We’re buying more stuff with keystrokes and plastic instead of cash these days. Now comes evidence that our cash-light ways may be foiling crime.
Researchers at the University of Missouri-St. Louis looked at what happened when Missouri switched from handing out welfare checks to depositing welfare on debit cards. Burglary, larceny and assault went down, they found. Robbery may have fallen, too, although there weren’t enough robberies in the sample to draw a firm conclusion.
Cash is what the thief wants most. His drug dealer doesn’t take a credit card. So, putting welfare on debit cards makes the recipient is a less attractive target.
If digitizing and plasticizing money also lowers crime, that may bode well for the future. Folding money is slowly going out of fashion. Use of debit cards is soaring. “You can use a credit card to buy a Coke, and pay at the parking meter,” Wright notes. Half a century ago, cash was used in 80 percent of all transactions. Now it’s closer to half, including quarters dropped in the soda machine.

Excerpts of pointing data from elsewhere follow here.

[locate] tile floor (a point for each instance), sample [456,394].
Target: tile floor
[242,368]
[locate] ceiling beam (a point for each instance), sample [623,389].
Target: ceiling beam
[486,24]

Crime tends to be concentrated in poor neighborhoods, where welfare recipients live. Less cash meant leaner pickings for burglars and thieves of all sorts.
So, will our increasingly cashless society become safer from street crime? “It’s certainly suggestive of that,” says Wright, although the study alone doesn’t prove it.
On the other hand, digitizing money enables a new brand of thief, the cyber criminal. Their typical theft makes a street robbery look penny ante.